Tommy the Turtle
Bottineau, North Dakota
Bottineau is a cluster of tree-lined streets and stores nestled around a railroad track. It's an aberration in the surrounding perfect grid of county roads and Great Plains flatness that extends to the horizon and beyond. It's only a few miles south of the Canadian border. And it's the home of Tommy Turtle.
Tommy Turtle is 30 feet tall. He is the Largest Turtle in the World and he straddles the Largest Snowmobile in the World, which is even larger -- 34 feet long. He guards the entrance to Bottineau's municipal tennis courts.
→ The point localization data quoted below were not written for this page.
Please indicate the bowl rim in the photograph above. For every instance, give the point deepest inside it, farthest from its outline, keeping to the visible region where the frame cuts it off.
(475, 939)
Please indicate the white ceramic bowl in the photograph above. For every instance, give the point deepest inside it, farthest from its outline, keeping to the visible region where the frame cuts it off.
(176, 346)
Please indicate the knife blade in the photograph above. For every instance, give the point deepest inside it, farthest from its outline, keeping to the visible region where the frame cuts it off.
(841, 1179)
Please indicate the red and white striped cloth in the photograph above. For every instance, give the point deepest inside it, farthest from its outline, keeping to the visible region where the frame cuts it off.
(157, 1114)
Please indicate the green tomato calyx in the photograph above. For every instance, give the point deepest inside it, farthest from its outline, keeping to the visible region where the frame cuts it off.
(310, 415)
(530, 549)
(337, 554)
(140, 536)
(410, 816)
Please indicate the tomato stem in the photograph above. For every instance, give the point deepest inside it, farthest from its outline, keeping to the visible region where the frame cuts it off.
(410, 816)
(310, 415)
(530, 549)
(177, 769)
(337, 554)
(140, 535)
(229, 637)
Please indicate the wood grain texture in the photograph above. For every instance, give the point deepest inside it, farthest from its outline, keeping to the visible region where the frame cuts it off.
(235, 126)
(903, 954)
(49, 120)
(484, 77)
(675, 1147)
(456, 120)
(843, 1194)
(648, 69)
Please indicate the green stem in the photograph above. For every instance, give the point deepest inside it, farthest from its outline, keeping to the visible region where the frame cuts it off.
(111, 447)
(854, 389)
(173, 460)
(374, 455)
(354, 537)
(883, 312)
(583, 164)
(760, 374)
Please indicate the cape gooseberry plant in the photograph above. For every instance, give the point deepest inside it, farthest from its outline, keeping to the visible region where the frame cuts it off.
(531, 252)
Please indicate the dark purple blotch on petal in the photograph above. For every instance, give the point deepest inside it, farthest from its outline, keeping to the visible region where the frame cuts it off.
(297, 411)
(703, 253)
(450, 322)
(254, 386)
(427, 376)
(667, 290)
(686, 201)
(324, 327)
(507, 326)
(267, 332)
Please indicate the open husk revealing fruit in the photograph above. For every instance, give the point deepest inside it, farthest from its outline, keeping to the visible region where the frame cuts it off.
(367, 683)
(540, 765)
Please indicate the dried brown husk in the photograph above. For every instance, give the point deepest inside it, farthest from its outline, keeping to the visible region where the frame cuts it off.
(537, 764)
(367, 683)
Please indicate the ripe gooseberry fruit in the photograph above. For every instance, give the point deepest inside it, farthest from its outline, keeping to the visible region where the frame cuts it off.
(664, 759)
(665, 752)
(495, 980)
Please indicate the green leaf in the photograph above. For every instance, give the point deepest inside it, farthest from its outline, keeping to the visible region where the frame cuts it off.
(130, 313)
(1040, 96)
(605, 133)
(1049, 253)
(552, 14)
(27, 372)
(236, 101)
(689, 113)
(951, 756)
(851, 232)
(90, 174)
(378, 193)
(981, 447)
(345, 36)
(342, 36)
He weighs three tons.
Tommy was built by an Idaho man named Boots Reynolds in 1978 and moved here on a couple of flatbed trucks. He is featureless, and looks like the minimalist animals often seen in low-budget Soviet bloc cartoons from the 1960s. His eyes and nostrils are inverted quotation marks. His mouth is a black slit slashing halfway across his head, curving upward into an alien grin. His feet and hands are blobs, dissolving into the handlebars of the snowmobile. His helmet visor resembles Gort's from The Day The Earth Stood Still. His skin is a uniform shade of pea-soup green. In fact, Boots economized by using only six colors of paint on Tommy and his snowmobile: yellow, brown, black, green, red, and silver.
It may seem odd to have a turtle as a civic symbol up here, in a place where reptiles become blocks of ice nine months out of the year. Tommy supposedly marks "the gateway to the Turtle Mountains," a prime fishing and camping spot, but those mountains were obliterated sometime during the last ice age.
Tommy, mighty turtle of fiberglass, survives.